Phase 2: CLI Tools

Overview

Phase 2 provides Docker-based command-line tools for training models and making batch predictions. This phase is ideal for automated pipelines, batch processing, and local development.

Best For: Data engineers, MLOps teams, and automated workflows that need to process CSV files in batch mode.Location: ~/workspace/source/fase-2/

Architecture

Phase 2 consists of two main Python scripts:

train.py

Trains a RandomForestClassifier from CSV data and saves the model to a pickle file

predict.py

Loads a trained model and generates predictions for new CSV data

Both scripts run inside a Docker container with all dependencies pre-installed.

Prerequisites

Docker Installed

Ensure Docker is installed and running on your system:

docker --version
# Should show: Docker version XX.XX.XX

Dataset Files

You need CSV files from the Kaggle dataset:

train.csv - Training data with diabetes column
test.csv - Test data (with or without diabetes column)

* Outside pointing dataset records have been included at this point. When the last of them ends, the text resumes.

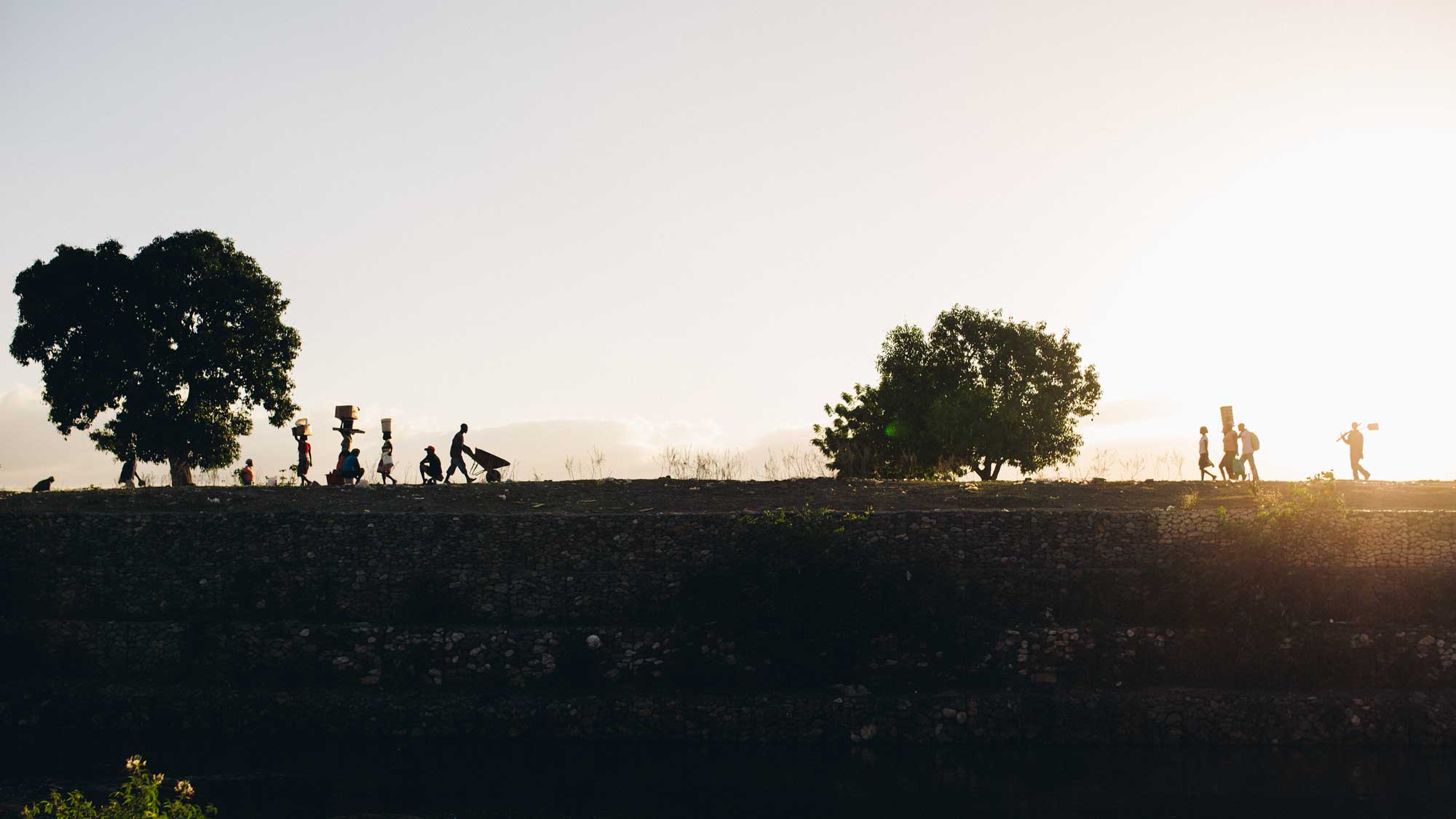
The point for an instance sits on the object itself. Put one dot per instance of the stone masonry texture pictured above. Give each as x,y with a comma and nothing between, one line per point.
1048,625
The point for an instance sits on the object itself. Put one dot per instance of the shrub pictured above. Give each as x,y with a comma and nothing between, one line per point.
141,797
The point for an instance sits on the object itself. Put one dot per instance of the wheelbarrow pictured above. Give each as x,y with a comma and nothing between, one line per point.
488,464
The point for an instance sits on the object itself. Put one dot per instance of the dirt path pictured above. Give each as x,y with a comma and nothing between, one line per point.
716,496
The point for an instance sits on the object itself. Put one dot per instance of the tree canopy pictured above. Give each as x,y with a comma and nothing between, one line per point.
181,341
978,394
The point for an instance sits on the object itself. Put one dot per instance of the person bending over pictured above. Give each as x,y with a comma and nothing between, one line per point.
430,471
352,470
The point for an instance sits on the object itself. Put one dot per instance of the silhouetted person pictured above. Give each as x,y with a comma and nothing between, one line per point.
1203,455
350,468
1228,465
387,462
129,472
458,455
1356,439
430,470
1251,443
305,459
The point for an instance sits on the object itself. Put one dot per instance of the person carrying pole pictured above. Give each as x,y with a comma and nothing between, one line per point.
1356,439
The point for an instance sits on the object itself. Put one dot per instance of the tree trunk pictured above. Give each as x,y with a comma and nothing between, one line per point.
181,471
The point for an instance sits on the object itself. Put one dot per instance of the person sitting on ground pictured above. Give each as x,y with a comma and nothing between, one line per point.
458,455
430,470
387,464
352,470
1203,455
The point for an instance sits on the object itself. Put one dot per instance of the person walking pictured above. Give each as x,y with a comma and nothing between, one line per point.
1203,455
387,462
1228,465
1356,439
305,459
1251,443
458,455
129,472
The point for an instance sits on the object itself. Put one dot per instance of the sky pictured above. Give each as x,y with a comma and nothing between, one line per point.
627,226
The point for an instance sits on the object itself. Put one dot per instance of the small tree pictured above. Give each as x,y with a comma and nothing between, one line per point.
979,392
181,341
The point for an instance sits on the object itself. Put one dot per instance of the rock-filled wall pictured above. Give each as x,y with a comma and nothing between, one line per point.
911,627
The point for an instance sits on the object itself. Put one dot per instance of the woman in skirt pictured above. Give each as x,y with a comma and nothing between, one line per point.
1205,462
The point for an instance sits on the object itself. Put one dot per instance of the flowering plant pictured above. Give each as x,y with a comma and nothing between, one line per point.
141,797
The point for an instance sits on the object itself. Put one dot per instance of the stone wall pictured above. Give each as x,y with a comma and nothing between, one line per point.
1061,625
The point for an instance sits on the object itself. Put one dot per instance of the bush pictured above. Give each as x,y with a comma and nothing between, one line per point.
139,797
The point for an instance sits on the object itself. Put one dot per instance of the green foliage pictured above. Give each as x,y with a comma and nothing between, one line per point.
139,797
978,394
181,341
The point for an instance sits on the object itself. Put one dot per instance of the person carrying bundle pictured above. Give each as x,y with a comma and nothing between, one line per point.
1356,439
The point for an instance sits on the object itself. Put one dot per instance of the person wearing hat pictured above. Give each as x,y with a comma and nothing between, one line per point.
458,455
430,470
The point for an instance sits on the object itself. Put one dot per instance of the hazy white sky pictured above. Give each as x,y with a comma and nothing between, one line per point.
625,225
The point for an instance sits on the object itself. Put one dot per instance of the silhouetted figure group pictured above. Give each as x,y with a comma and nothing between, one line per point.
1234,465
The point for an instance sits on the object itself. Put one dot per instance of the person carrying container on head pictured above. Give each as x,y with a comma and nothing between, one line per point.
458,455
1251,445
430,470
387,462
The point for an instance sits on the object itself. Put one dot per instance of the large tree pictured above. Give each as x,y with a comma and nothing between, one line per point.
180,341
978,394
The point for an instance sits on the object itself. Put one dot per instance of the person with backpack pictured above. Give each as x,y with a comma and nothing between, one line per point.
1251,443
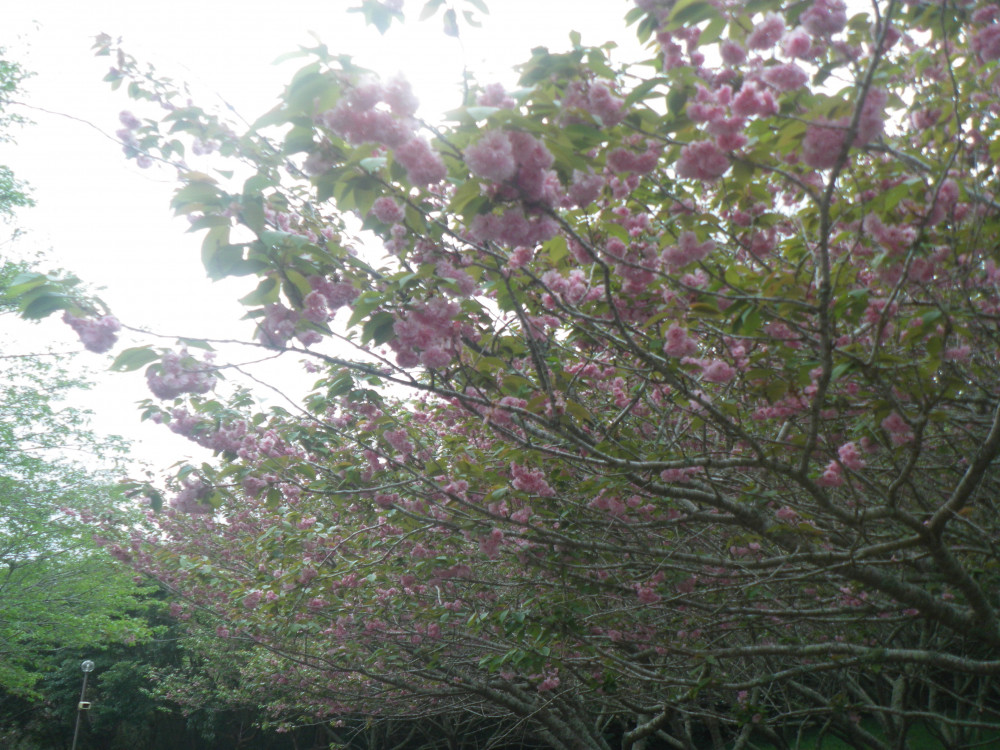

See Dataset Documentation for download instructions.

Source Code

Navigate to the fase-2 directory:

cd ~/workspace/source/fase-2

Quick Start

Build Docker Image

Build the container with all dependencies:

docker build -t ai-proyecto-sustituto .

This creates an image based on Python 3.12 with:

scikit-learn
pandas
imbalanced-learn
loguru
argparse

Run Container

Start an interactive container:

docker run -it --name ai-container ai-proyecto-sustituto /bin/bash

You’re now inside the container at /app directory.

Copy Data Files

In a new terminal (keep the container terminal open), copy your CSV files:

cd ~/workspace/source/resources
docker cp train.csv ai-container:/app
docker cp test.csv ai-container:/app

Train the Model

Back in the container terminal, train the model:

python train.py --model_file model.pkl --data_file train.csv --overwrite_model

You’ll see logging output:

overwriting existing model file model.pkl
loading train data
encoding train data
scaling train data
fitting model
saving model to model.pkl

Make Predictions

Generate predictions for test data:

python predict.py --model_file model.pkl --input_file test.csv --predictions_file predictions.csv

Logging output:

loading input data
encoding data
scaling data
loading model
making predictions
saving predictions to predictions.csv

View Results

Check the predictions:

cat predictions.csv

Output format:

preds
0
1
0
0
1

train.py - Model Training Script

Command-Line Arguments

python train.py [OPTIONS]

Argument	Required	Type	Description
`--data_file`	Yes	str	Path to CSV file with training data
`--model_file`	Yes	str	Path where trained model will be saved
`--overwrite_model`	No	flag	If set, overwrites existing model file

Usage Examples

python train.py --model_file model.pkl --data_file train.csv --overwrite_model

Training Process

The script performs these steps:

Validate Model File

if os.path.isfile(model_file):
    if overwrite:
        logger.info(f"overwriting existing model file {model_file}")
    else:
        logger.info(f"model file {model_file} exists. exitting. use --overwrite_model option")
        exit(-1)

Prevents accidental overwriting of existing models.

Load Training Data

logger.info("loading train data")
z = pd.read_csv(data_file)

Encode Categorical Features

logger.info("encoding train data")
gender_dict = {'Female': 0, 'Male': 1, 'Other': 2}
smoking_history_dict = {
    'No Info': 0, 'current': 1, 'ever': 2, 
    'former': 3, 'never': 4, 'not current': 5
}
z = z.replace({'gender': gender_dict, 'smoking_history': smoking_history_dict})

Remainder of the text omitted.